All throughout the scriptures, names are important. They are like sign-posts, marking moments of encounter with the holy. Rachel, dying in childbirth, calls her son Ben-Oni which means son of my sorrow. Jacob later changes this name to to Benjamin which means son of the right hand. Jacob himself has his name changed from Jacob to Israel because he wrestled with God by the river Jabbok. Rachel means sheep. Deborah means bee. Yona dove. Caleb dog. The name of Abram means may the Father be exalted. At the time of the Covenant of YHWH, the I AM, with Abram—the Covenant promise associated with the ritual of circumcision—Abram’s name was changed to Abraham which means the Father of a multitude. All of these things bear witness, in some way, to an experiential dimension of the holy.
The eminent archeologist Roland de Vaux has this to say about names: Among primitive people and throughout the ancient east, the name denotes the essence of a thing: to name it is to know it, and, consequently, to have power over it. … Since the name defines the essence, it reveals the character and destiny of the bearer. The name becomes the expression of a hope…

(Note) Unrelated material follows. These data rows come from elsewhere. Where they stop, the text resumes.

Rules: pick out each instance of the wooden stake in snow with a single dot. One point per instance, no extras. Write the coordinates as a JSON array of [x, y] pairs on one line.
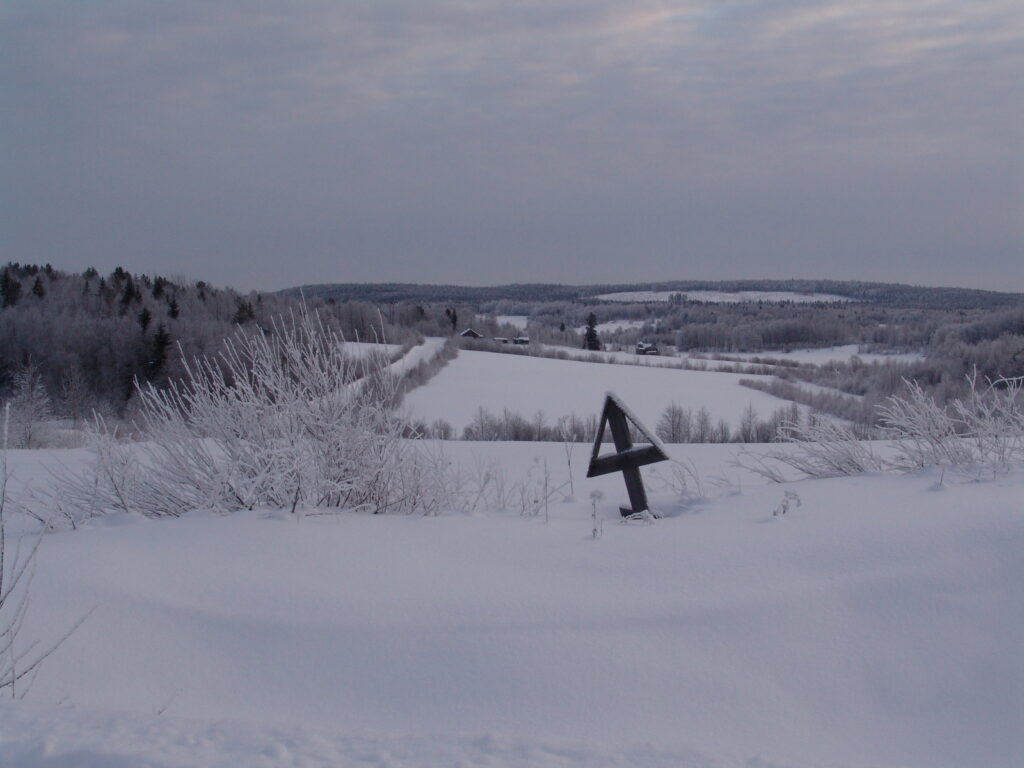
[[627, 459]]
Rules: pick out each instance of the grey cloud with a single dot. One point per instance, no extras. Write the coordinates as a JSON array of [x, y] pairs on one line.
[[264, 144]]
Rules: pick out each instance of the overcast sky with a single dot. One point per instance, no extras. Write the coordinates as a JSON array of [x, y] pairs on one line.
[[266, 144]]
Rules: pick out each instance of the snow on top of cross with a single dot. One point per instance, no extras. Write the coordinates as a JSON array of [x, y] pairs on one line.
[[641, 427]]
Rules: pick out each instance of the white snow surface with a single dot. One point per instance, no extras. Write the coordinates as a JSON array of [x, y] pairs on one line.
[[365, 348], [526, 385], [878, 624], [724, 297], [420, 353], [519, 321], [608, 327], [824, 355]]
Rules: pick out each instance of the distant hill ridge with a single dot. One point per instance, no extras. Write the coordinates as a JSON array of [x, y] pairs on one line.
[[883, 294]]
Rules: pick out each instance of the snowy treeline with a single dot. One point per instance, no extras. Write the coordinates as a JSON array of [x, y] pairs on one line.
[[74, 343]]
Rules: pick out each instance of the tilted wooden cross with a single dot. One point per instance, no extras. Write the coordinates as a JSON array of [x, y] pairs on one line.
[[627, 459]]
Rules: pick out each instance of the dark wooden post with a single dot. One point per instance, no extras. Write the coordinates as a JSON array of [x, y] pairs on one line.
[[627, 459]]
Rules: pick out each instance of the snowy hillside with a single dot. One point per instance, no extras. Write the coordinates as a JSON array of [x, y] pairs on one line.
[[879, 623]]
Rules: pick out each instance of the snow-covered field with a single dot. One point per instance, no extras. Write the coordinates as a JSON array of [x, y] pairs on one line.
[[823, 355], [878, 624], [724, 297], [525, 385], [519, 321], [612, 326]]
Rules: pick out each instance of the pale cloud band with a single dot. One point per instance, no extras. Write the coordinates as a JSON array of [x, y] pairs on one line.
[[483, 141]]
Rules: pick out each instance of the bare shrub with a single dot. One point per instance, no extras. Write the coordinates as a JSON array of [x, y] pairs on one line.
[[283, 419], [985, 429], [18, 662]]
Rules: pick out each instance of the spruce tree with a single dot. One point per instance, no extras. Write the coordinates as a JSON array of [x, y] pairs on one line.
[[590, 337]]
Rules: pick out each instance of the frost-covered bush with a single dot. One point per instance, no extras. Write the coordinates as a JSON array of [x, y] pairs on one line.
[[985, 429], [284, 419]]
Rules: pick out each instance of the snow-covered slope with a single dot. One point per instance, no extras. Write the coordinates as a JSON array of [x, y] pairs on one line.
[[878, 624], [525, 385]]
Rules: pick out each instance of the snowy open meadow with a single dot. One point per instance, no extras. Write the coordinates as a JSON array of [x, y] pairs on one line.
[[557, 388], [867, 621]]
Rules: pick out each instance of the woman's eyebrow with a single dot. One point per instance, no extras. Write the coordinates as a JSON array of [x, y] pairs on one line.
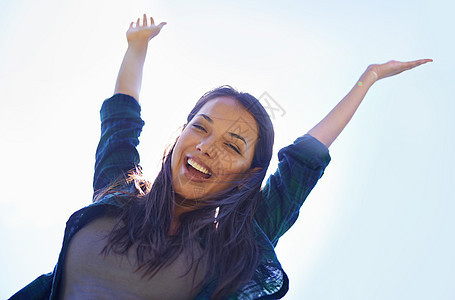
[[207, 118]]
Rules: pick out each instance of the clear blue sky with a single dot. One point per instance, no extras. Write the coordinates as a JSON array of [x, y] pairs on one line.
[[379, 224]]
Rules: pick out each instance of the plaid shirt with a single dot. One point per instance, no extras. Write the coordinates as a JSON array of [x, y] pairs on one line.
[[300, 167]]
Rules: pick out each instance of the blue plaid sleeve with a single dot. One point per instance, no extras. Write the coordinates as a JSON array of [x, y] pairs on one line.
[[116, 154], [300, 167], [38, 289]]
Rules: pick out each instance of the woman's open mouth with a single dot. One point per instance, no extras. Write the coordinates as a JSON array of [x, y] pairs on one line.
[[196, 170]]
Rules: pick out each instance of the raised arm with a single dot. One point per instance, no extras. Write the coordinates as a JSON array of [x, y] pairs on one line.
[[129, 78], [327, 130]]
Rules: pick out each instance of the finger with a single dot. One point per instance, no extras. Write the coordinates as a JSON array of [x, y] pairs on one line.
[[144, 22], [161, 25]]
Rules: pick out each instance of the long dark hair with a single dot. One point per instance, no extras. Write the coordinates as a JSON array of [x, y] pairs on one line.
[[222, 227]]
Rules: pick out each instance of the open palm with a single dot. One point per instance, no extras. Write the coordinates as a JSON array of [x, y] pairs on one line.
[[143, 32], [394, 67]]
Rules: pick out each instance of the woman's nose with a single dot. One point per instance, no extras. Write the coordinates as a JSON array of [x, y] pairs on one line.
[[207, 147]]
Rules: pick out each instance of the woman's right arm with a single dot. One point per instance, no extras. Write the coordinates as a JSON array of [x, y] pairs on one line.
[[129, 78], [121, 123]]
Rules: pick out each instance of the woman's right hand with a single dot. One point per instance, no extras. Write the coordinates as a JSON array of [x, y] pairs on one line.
[[138, 33]]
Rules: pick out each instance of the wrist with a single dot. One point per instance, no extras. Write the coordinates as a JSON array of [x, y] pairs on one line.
[[138, 45], [368, 78]]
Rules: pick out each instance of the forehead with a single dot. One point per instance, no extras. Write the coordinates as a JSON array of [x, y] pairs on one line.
[[232, 115]]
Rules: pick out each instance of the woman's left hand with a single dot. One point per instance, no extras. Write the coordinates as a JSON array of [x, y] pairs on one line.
[[394, 67]]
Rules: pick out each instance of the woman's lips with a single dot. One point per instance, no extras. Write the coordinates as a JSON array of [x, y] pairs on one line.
[[193, 174]]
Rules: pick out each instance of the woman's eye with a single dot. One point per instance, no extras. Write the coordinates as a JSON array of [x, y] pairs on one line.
[[234, 148], [199, 127]]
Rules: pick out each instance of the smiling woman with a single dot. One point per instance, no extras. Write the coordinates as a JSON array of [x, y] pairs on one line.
[[204, 228]]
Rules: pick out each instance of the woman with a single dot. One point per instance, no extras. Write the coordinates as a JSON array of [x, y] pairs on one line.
[[204, 229]]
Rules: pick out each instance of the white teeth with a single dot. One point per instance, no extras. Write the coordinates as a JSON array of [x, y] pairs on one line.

And so the young woman Mary and her husband Joseph are asked for a name for their baby boy. Just one verse before our reading this morning from Luke we are told that he was called Jesus, the name given by the angel before he was conceived in the womb. They remembered and honored this encounter with the holy. And the name means savior. Hearing this Simeon says to the mother of Jesus: This child is destined for the falling and the rising of many in Israel and to be a sign that will be opposed so that the inner thoughts of many will be revealed—and a sword will pierce your heart also. That is, this name is costly. This name comes at a price. This name will change the lives of many. This name will change the course of history.
This morning one of the verses from our Psalm, Psalm 84: 8 says Behold our defender, O God; and look upon the face of your Anointed. As Simeon holds the baby in his arms; as Anna praises God and speaks about this child to all who were looking for the redemption of Jerusalem; as this couple returns to Galilee to their own town of Nazareth; as Luke moves on with his narrative—as all these things transpire, we understand that something new has happened.
A name has been given. And that name means Savior. Today we are invited to encounter the holy through the powerful name of Jesus. At the name of Jesus every knee shall bow/ Every tongue confess him King of Glory now.
And so we are invited. Come to this Jesus. Present yourself to Him just as Jesus himself was presented to the God of All in the Temple. Open up your life and your spirit. Reach out, take the risk.
Here O my Lord I see Thee, face to face. Here would I touch and handle things unseen. Here grasp with firmer hand eternal grace. And all my weariness upon Thee lean.
In the name of God—Father, Son and Holy Spirit. Amen.